Date: 2012-11-12 07:35 am (UTC)
ideological_cuddle: (Default)
From: [personal profile] ideological_cuddle
I will note that a sysadmin who sets server timezone to anything other than UTC is in a state of sin and must be redeemed by cleansing flame.


Says the guy who lives right next to UTC...

Hardware clock, yes, that should be UTC. System timezone, who really cares? It should be whatever is most convenient for the people banging away at a shell.
Edited (s/shall/shell/) Date: 2012-11-12 07:36 am (UTC)

(no subject)

Date: 2012-11-12 09:04 am (UTC)
ewx: (Default)
From: [personal profile] ewx
syslog always used to log in localtime without a timezone indicator. If logfiles are the most important consumers of formatted timestamps on a given host then that might well be a good reason to set a system timezone of UTC (or at least something without DST!)

(no subject)

Date: 2012-11-12 10:59 am (UTC)
ideological_cuddle: (Default)
From: [personal profile] ideological_cuddle
How long are you keeping those logs, though? I don't know about you but I am not generally keeping anything I expect to refer to for more than a week or two.

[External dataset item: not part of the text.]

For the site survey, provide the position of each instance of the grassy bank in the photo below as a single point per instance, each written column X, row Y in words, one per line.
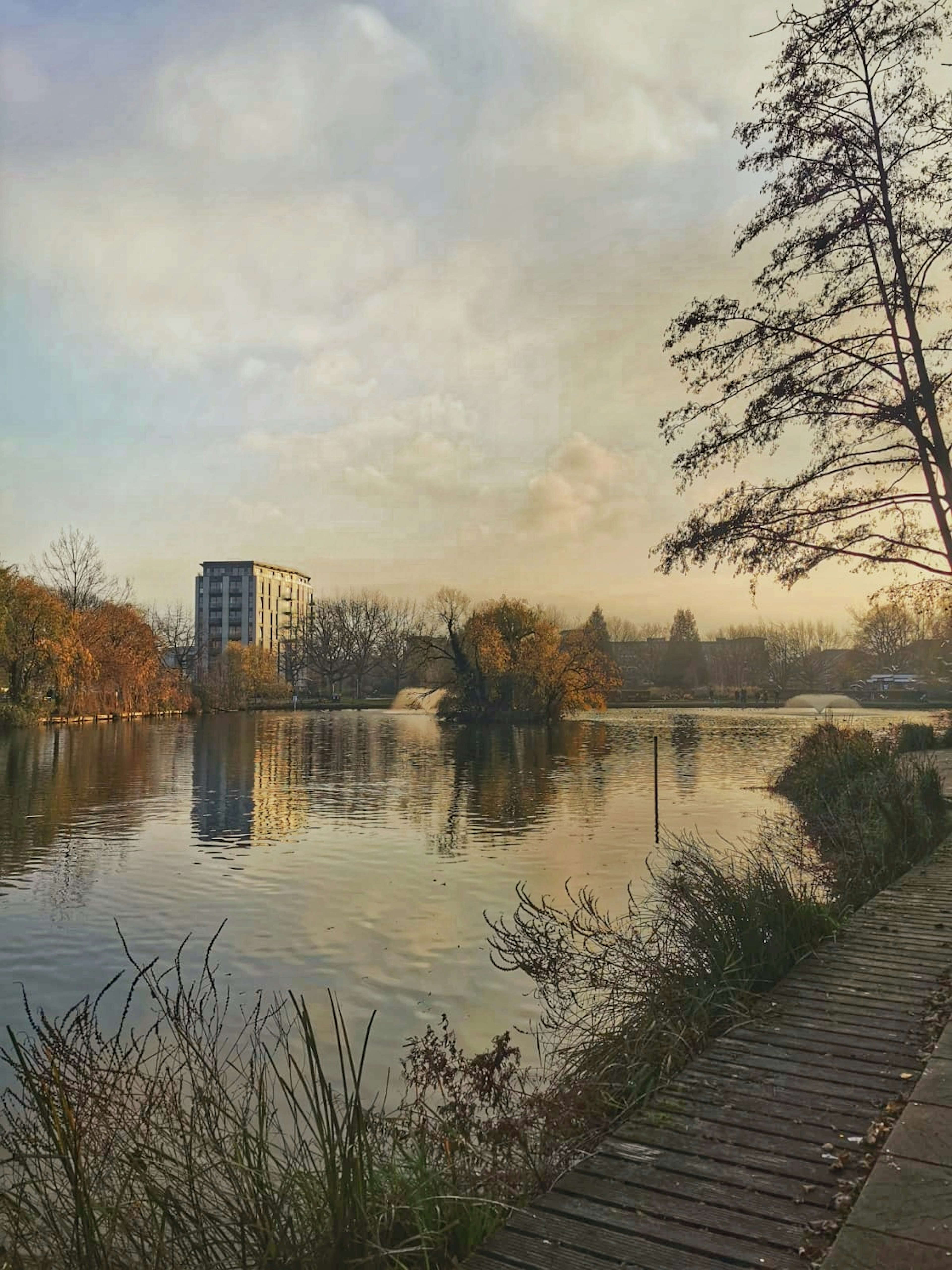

So while DST may be an inconvenience, it is a minor inconvenience compared to having to try to think ten or eleven hours off.

(no subject)

Date: 2012-11-12 11:01 am (UTC)
ewx: (Default)
From: [personal profile] ewx
It's not really about how long you keep them, the problem is that the timestamps are ambiguous for an hour in the autumn.

(no subject)

Date: 2012-11-12 11:02 am (UTC)
ideological_cuddle: (Default)
From: [personal profile] ideological_cuddle
The sysadmin (i.e., me, on the systems I manage) may find it considerably easier to think in his or her local timezone than something which is ten or eleven hours off.

Absolutely, having the host timezone set to EST when you're in London or Melbourne is the worst of both worlds. But I do not agree that this is a hard rule, though it is certainly an easy policy to set if one lives at UTC+0.

(no subject)

Date: 2012-11-12 11:04 am (UTC)
ideological_cuddle: (Default)
From: [personal profile] ideological_cuddle
I'm happy to take a week twice a year when I have to think for a moment about whether this was pre- or post- changeover in return for not having to think in a timezone which is radically different from my own the rest of the year.

As I said earlier, it's much easier to insist on such a rule when you live so close to UTC anyway.

(And yes, BST, etc, but even so an hour is an entirely different thing, you're not dealing with "was this today or yesterday?" every time you look at a log, which may not be very frequently.)

(no subject)

Date: 2012-11-12 11:19 am (UTC)
ewx: (Default)
From: [personal profile] ewx
How do you propose to tell whether a given timestamp in the ambiguous period is before or after the change?
In the case of logging what I'd prefer to see is the raw time_t logged (ideally to at least millisecond precision), then you can easily turn it into a human-readable time in whatever timezone and calendar you like post-hoc.

(no subject)

Date: 2012-11-12 11:27 am (UTC)
ideological_cuddle: (Default)
From: [personal profile] ideological_cuddle
In an environment where it matters a great deal I might well run the system in UTC and change the user timezone. Where I'm working right now it really just doesn't matter enough.

Then again in an environment where it really matters I don't much like just keeping the logs under syslog on random hosts -- my preference is throw it all in to a tool like Splunk.

(I say "a tool like Splunk" because it's quite possible people have done work on an open-source equivalent and I just don't know about it.)

(no subject)

Date: 2012-11-12 03:16 pm (UTC)
bob: (Default)
From: [personal profile] bob
logstash + kibana

(no subject)

Date: 2012-11-14 12:29 pm (UTC)
tcpip: (This Man)
From: [personal profile] tcpip
I think that guy who billed the cold-callers is setting a very good example which we should all follow.

This said, I tried the same on a collection agency a couple of years ago, but they didn't bite. Short story - I had provided documentary evidence that I had paid a bill (a Visa statement). They couldn't find it. I said, "I'll charge you X to find it again, and resend it, or we can take it to court".

Sadly, they didn't respond after that.